Becoming a Cabinet Minister
Once you enter politics you quickly realise that to make significant change you have to be in the cabinet room so the Prime Minister of the day taking a chance me and giving me the opportunity to hold 14 different portfolios, including Minister of Justice, was huge. This is when you really get a chance to drive change.
Being part of important reforms/decisions
I’ve deliberately left this for last as none of these would ever have occurred but for each of the previous four. Ultimately to me success will always be measured in the difference you make and so reflecting back some of the work I’m most proud of would have to include developing a new set of family violence laws and practises, increasing fibre and cellular connectivity across NZ, creating a historical regime to expungment historical convictions for homosexuality and being part of the cross party abortion reform work.
You always leave Parliament with more you would’ve liked to do but I feel tremendously grateful that my legal career has allowed me so many opportunities to date.
The Honourable Justice Joe Williams
The Honourable Justice Joe Williams made history as New Zealand’s first Māori Supreme Court judge. An accomplished expert in Indigenous law, he has served in various judicial roles: first, on New Zealand’s specialised Indigenous courts (the Māori Land Court and Waitangi Tribunal), then the High Court, and Court of Appeal. He is of Ngati Pūkenga, Waitaha and Tapuika nation.
Kupe and Kuramarotini arrive from Hawaiki circa 1250, bringing with them our first (tribally-based) legal and constitutional order. We know the whakapapa well but not the precise date. A modern legacy of this is the continuing Māori insistence on the expression of political mandate tribally pluralistically.

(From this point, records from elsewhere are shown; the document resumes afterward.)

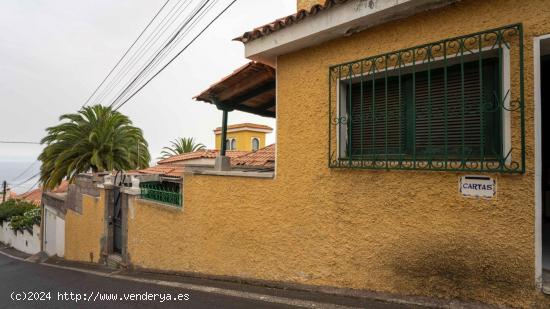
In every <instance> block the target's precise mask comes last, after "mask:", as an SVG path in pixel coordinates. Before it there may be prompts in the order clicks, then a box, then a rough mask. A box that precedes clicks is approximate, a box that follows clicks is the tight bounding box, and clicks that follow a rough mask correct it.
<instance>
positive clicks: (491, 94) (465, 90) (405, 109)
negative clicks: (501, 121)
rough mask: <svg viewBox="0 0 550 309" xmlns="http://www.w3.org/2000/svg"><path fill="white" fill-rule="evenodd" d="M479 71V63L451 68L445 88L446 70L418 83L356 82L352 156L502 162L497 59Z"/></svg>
mask: <svg viewBox="0 0 550 309" xmlns="http://www.w3.org/2000/svg"><path fill="white" fill-rule="evenodd" d="M462 67H463V68H462ZM481 67H482V74H480V70H479V63H478V61H472V62H468V63H465V64H464V65H463V66H461V65H460V64H457V65H452V66H448V67H447V70H446V72H447V73H446V74H447V79H446V83H445V69H444V68H436V69H432V70H430V76H428V71H421V72H417V73H415V76H414V78H413V75H412V74H411V73H409V74H405V75H402V76H392V77H388V78H387V80H386V79H385V78H380V79H376V80H374V81H372V80H370V81H365V82H363V85H362V86H361V83H354V84H353V85H352V87H351V105H352V106H351V115H352V117H351V121H350V123H349V124H350V125H351V130H350V132H351V137H350V139H349V140H350V142H351V149H352V156H353V157H354V158H358V157H359V158H360V157H363V158H368V157H369V156H377V155H387V156H388V158H390V159H395V158H398V157H401V158H403V157H404V158H413V157H414V158H415V159H416V160H430V159H437V160H442V159H453V160H457V159H462V158H464V160H471V159H478V158H480V157H486V158H487V157H492V158H495V159H496V158H498V157H500V155H501V149H502V142H501V138H500V130H501V124H500V123H501V120H500V109H499V108H497V107H498V102H495V100H497V99H496V98H497V96H496V94H497V93H498V91H499V89H498V87H499V86H498V85H499V84H500V78H499V76H498V59H497V58H489V59H483V61H482V66H481ZM462 70H464V74H463V76H464V82H462ZM480 78H482V79H483V82H482V83H480ZM413 81H414V83H415V84H414V86H415V87H414V89H413ZM386 82H387V83H386ZM373 83H374V87H373ZM386 85H387V87H386ZM480 85H481V87H480ZM445 86H446V87H445ZM373 89H374V91H373ZM481 89H483V90H481ZM361 91H362V92H361ZM413 91H414V94H413ZM373 92H374V95H373ZM463 98H464V100H463ZM482 100H483V101H482ZM463 102H464V103H463ZM386 115H387V117H386ZM348 147H349V145H348ZM482 149H483V152H484V153H483V154H482V153H481V151H482Z"/></svg>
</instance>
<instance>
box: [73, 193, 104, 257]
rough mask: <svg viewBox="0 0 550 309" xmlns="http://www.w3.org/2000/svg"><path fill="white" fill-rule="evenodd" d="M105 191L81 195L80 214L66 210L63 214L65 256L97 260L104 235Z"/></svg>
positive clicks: (100, 251) (99, 255)
mask: <svg viewBox="0 0 550 309" xmlns="http://www.w3.org/2000/svg"><path fill="white" fill-rule="evenodd" d="M104 193H105V191H104V190H100V196H99V197H93V196H90V195H82V214H79V213H77V212H75V211H72V210H70V209H69V210H67V214H66V215H65V258H66V259H67V260H74V261H83V262H98V260H99V258H100V257H101V248H100V243H101V239H102V238H103V236H104V216H105V194H104Z"/></svg>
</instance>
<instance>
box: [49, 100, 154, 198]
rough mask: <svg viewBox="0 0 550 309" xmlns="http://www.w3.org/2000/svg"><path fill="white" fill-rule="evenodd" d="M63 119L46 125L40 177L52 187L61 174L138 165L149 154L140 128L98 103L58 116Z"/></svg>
mask: <svg viewBox="0 0 550 309" xmlns="http://www.w3.org/2000/svg"><path fill="white" fill-rule="evenodd" d="M59 120H60V121H65V122H63V123H61V124H59V125H57V126H53V127H50V128H47V129H46V132H47V135H46V137H44V138H43V139H42V141H41V143H42V144H45V145H46V146H45V148H44V150H43V151H42V153H41V154H40V156H39V157H38V159H39V160H40V161H42V166H41V167H40V181H41V182H42V184H43V186H44V188H45V189H53V188H54V187H56V186H57V185H59V184H60V183H61V181H62V180H63V179H65V178H68V179H69V180H72V179H73V178H74V177H75V176H76V175H77V174H79V173H83V172H88V171H92V172H102V171H113V170H128V169H140V168H146V167H148V166H149V161H150V159H151V156H150V154H149V150H148V149H147V146H148V145H147V142H146V141H145V139H144V138H143V132H142V131H141V129H139V128H137V127H135V126H133V124H132V121H131V120H130V119H129V118H128V117H127V116H125V115H123V114H121V113H119V112H117V111H113V110H112V109H111V108H110V107H105V106H102V105H95V106H88V107H85V108H83V109H81V110H80V111H79V112H78V113H76V114H65V115H62V116H61V117H59Z"/></svg>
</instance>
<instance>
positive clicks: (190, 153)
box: [158, 149, 248, 165]
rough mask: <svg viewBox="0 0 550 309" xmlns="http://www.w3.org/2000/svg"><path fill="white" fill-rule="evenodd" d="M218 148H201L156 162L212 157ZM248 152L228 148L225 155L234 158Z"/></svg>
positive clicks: (170, 162)
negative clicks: (197, 150) (207, 148)
mask: <svg viewBox="0 0 550 309" xmlns="http://www.w3.org/2000/svg"><path fill="white" fill-rule="evenodd" d="M219 152H220V151H219V150H217V149H203V150H199V151H195V152H188V153H182V154H179V155H175V156H171V157H169V158H166V159H164V160H160V161H159V162H158V164H161V165H162V164H167V163H175V162H184V161H188V160H193V159H203V158H206V159H213V158H215V157H217V156H218V154H219ZM246 153H248V152H247V151H237V150H228V151H227V152H226V153H225V155H226V156H228V157H230V158H236V157H239V156H242V155H244V154H246Z"/></svg>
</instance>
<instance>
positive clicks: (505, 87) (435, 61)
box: [336, 45, 512, 163]
mask: <svg viewBox="0 0 550 309" xmlns="http://www.w3.org/2000/svg"><path fill="white" fill-rule="evenodd" d="M478 53H479V52H478ZM478 53H476V54H472V55H467V56H464V57H465V58H468V60H464V63H469V62H471V61H476V60H477V59H476V58H477V57H478ZM481 53H482V54H486V55H488V56H487V57H485V56H482V58H483V59H491V58H500V59H499V63H500V64H501V67H500V68H499V69H500V74H499V75H500V76H499V77H500V81H497V83H499V84H500V85H499V86H500V89H499V90H500V92H501V93H506V91H509V90H510V84H511V81H510V66H511V64H510V49H509V47H508V46H505V45H504V46H502V47H501V48H499V49H489V48H487V47H485V48H482V50H481ZM491 53H493V54H495V55H490V54H491ZM459 57H460V56H458V55H452V56H448V57H446V58H447V60H448V61H451V62H453V63H454V62H457V63H458V62H459V61H460V60H459V59H458V58H459ZM470 59H471V60H470ZM443 60H444V57H435V58H434V60H433V61H431V65H432V66H433V67H431V68H430V70H435V69H438V68H441V67H443V66H444V64H442V62H443ZM447 66H451V65H447ZM412 67H413V64H412V63H406V64H404V65H402V66H401V67H400V68H401V69H405V72H404V73H403V72H401V75H404V74H407V73H409V71H411V70H412V69H411V68H412ZM415 67H416V68H419V69H415V72H416V74H420V73H423V72H427V69H426V68H427V67H428V64H426V63H423V64H420V65H415ZM388 72H391V73H390V74H388ZM388 72H376V73H375V75H374V76H375V78H374V80H375V81H376V80H380V79H384V78H385V77H392V76H397V75H398V74H399V73H396V72H397V69H390V70H388ZM365 76H371V73H368V74H363V77H365ZM360 78H361V76H360V75H358V74H354V75H352V76H351V79H352V80H354V81H352V84H354V83H357V82H361V81H360V80H359V81H357V79H360ZM349 80H350V77H349V76H346V77H340V78H339V79H338V80H337V85H336V89H337V93H336V97H337V98H338V102H337V103H338V104H337V106H336V112H337V115H340V117H342V115H343V114H342V113H341V109H342V106H343V107H344V108H345V109H346V110H347V105H348V103H349V102H348V97H347V94H348V91H349ZM370 80H372V78H371V77H369V79H368V80H363V82H367V81H370ZM504 108H510V97H509V96H506V97H505V98H504ZM347 115H348V114H346V116H347ZM406 117H408V115H407V116H406ZM405 120H406V121H409V120H408V119H405ZM342 126H343V127H344V130H341V132H339V133H337V134H336V138H337V143H336V145H337V154H338V160H344V161H349V160H350V158H349V157H348V156H347V155H346V151H347V146H346V141H347V134H348V126H347V124H343V125H342ZM500 133H501V141H500V143H501V148H502V149H501V154H502V155H503V156H504V155H505V154H507V153H508V152H509V151H510V149H511V119H510V113H506V112H504V111H503V110H501V115H500ZM409 134H410V133H409ZM409 134H406V135H409ZM407 142H408V141H407V140H405V143H407ZM384 155H386V154H384V153H380V154H372V155H366V156H365V158H368V157H377V156H384ZM387 155H388V156H394V157H398V156H402V155H403V154H387ZM401 158H402V159H407V156H403V157H401ZM351 160H352V161H356V160H357V159H353V157H352V159H351ZM359 160H360V159H359ZM419 160H421V161H426V160H427V159H419ZM447 160H450V161H456V160H460V158H458V159H452V158H448V159H447ZM511 160H512V158H511V157H510V156H508V157H507V158H506V161H507V163H509V162H510V161H511ZM390 161H393V162H395V161H397V160H395V159H392V160H390ZM432 161H442V160H441V159H437V158H434V159H433V160H432Z"/></svg>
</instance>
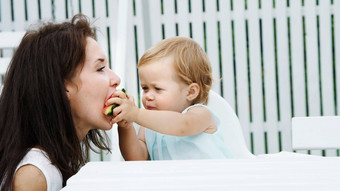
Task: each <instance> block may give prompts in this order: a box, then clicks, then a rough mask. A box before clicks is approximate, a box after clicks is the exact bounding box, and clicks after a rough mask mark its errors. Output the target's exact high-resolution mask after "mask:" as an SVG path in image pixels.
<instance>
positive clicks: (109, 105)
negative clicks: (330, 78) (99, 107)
mask: <svg viewBox="0 0 340 191" xmlns="http://www.w3.org/2000/svg"><path fill="white" fill-rule="evenodd" d="M117 106H118V105H117V104H113V105H109V106H106V107H104V109H103V113H104V115H113V109H114V108H115V107H117Z"/></svg>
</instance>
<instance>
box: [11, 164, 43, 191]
mask: <svg viewBox="0 0 340 191" xmlns="http://www.w3.org/2000/svg"><path fill="white" fill-rule="evenodd" d="M13 190H14V191H15V190H38V191H39V190H47V182H46V179H45V176H44V174H43V173H42V171H41V170H40V169H39V168H37V167H36V166H34V165H30V164H28V165H24V166H22V167H20V168H19V169H18V170H17V172H16V173H15V175H14V181H13Z"/></svg>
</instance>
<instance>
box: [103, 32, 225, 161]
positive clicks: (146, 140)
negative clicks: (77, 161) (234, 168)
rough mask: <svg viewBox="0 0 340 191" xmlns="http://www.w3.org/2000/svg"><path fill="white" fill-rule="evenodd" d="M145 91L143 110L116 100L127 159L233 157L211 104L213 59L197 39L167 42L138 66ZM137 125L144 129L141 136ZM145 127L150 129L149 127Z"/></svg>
mask: <svg viewBox="0 0 340 191" xmlns="http://www.w3.org/2000/svg"><path fill="white" fill-rule="evenodd" d="M138 74H139V78H140V84H141V87H142V89H143V96H142V103H143V106H144V108H145V109H143V108H138V107H137V106H136V105H135V104H134V101H133V98H132V97H131V96H128V97H129V98H128V99H121V98H118V97H117V98H112V99H110V100H108V102H107V104H113V103H116V104H119V107H117V108H115V109H114V111H113V113H114V116H115V117H114V119H113V123H115V122H118V132H119V140H120V141H119V144H120V149H121V152H122V155H123V157H124V159H125V160H146V159H151V160H179V159H220V158H230V157H231V156H230V154H229V152H228V149H227V148H226V146H225V144H224V140H223V134H222V130H220V128H221V127H219V123H220V122H219V119H218V117H217V115H216V114H215V113H214V111H212V110H211V108H209V107H208V106H207V105H206V104H207V101H208V94H209V90H210V88H211V85H212V74H211V66H210V62H209V59H208V57H207V55H206V53H205V52H204V51H203V50H202V48H201V47H200V46H199V45H198V44H197V43H196V42H195V41H193V40H192V39H190V38H184V37H174V38H169V39H165V40H163V41H161V42H159V43H158V44H156V45H155V46H153V47H152V48H150V49H149V50H147V51H146V52H145V54H144V55H143V56H142V58H141V59H140V61H139V63H138ZM132 122H134V123H137V124H139V125H140V126H141V127H140V129H139V131H138V135H136V132H135V129H134V127H133V125H132ZM144 127H145V128H144Z"/></svg>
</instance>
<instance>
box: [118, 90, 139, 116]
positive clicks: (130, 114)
mask: <svg viewBox="0 0 340 191" xmlns="http://www.w3.org/2000/svg"><path fill="white" fill-rule="evenodd" d="M112 101H113V103H115V104H118V105H119V106H118V107H116V108H115V109H114V110H113V116H114V118H113V120H112V122H113V123H117V122H120V121H121V120H125V121H127V122H134V121H135V120H136V117H137V115H138V112H139V108H138V107H137V106H136V105H135V103H134V99H133V97H132V96H130V95H127V96H126V98H125V99H124V98H121V97H119V98H118V97H116V98H113V99H112Z"/></svg>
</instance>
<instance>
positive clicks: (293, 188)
mask: <svg viewBox="0 0 340 191" xmlns="http://www.w3.org/2000/svg"><path fill="white" fill-rule="evenodd" d="M305 156H306V155H299V154H293V155H288V156H287V155H286V154H278V155H265V156H259V157H255V158H252V159H227V160H183V161H134V162H125V161H117V162H89V163H88V164H86V165H85V166H84V167H83V168H82V169H81V170H80V171H79V172H78V173H77V174H76V175H74V176H73V177H71V178H70V179H69V180H68V182H67V186H66V187H65V188H64V189H62V190H63V191H68V190H72V191H73V190H96V191H102V190H145V191H156V190H157V191H158V190H193V191H197V190H209V191H210V190H261V191H262V190H299V191H300V190H320V191H321V190H322V191H324V190H340V158H336V157H327V158H326V157H305Z"/></svg>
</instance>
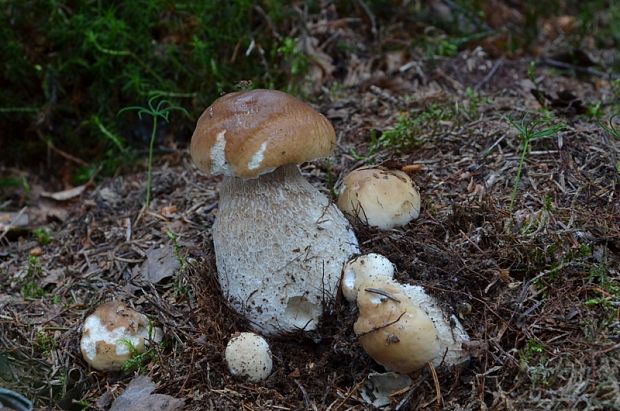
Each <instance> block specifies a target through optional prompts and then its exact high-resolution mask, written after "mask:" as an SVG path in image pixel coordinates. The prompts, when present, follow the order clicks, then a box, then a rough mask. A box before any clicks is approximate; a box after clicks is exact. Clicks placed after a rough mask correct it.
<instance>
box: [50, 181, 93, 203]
mask: <svg viewBox="0 0 620 411" xmlns="http://www.w3.org/2000/svg"><path fill="white" fill-rule="evenodd" d="M84 190H86V185H81V186H77V187H73V188H70V189H69V190H64V191H57V192H55V193H48V192H45V191H44V192H42V193H41V196H42V197H47V198H51V199H52V200H56V201H67V200H71V199H72V198H74V197H77V196H79V195H80V194H82V193H83V192H84Z"/></svg>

Treaty of Waitangi is signed 1840 signifying the tentative arrival of English law, leading eventually to revolutionary conflict between the old tribal and new centralised legal and constitutional orders. The old order is displaced to a significant extent in the succeeding 135 years, but not entirely (see item 4).
Electoral rights in the form of the universal (that is non-property-based) adult franchise are progressively recognised: male Māori over 21 – 1867; all males over 21 – 1879; all females over 21 - 1893. Over this period, there was a relatively small electoral population and high levels of elector political engagement at least among settlers. Large-scale settler immigration drove and required rapid transformation of the landscape and economy. These factors meant voters demanded and got a very centralised constitutional and legal order and a very active legislature. This political culture remains.
Treaty of Waitangi Act 1975 signals the beginning of the process of recognising and recalibrating the place of the pre-1840 legal and constitutional order in contemporary New Zealand, a process that continues.
MMP is introduced in 1993. This has led to the evolution of a very diverse legislature in terms of ethnicity, gender and political perspective. That in turn has helped New Zealand to locate itself more comfortably as a small but very diverse Pacific country.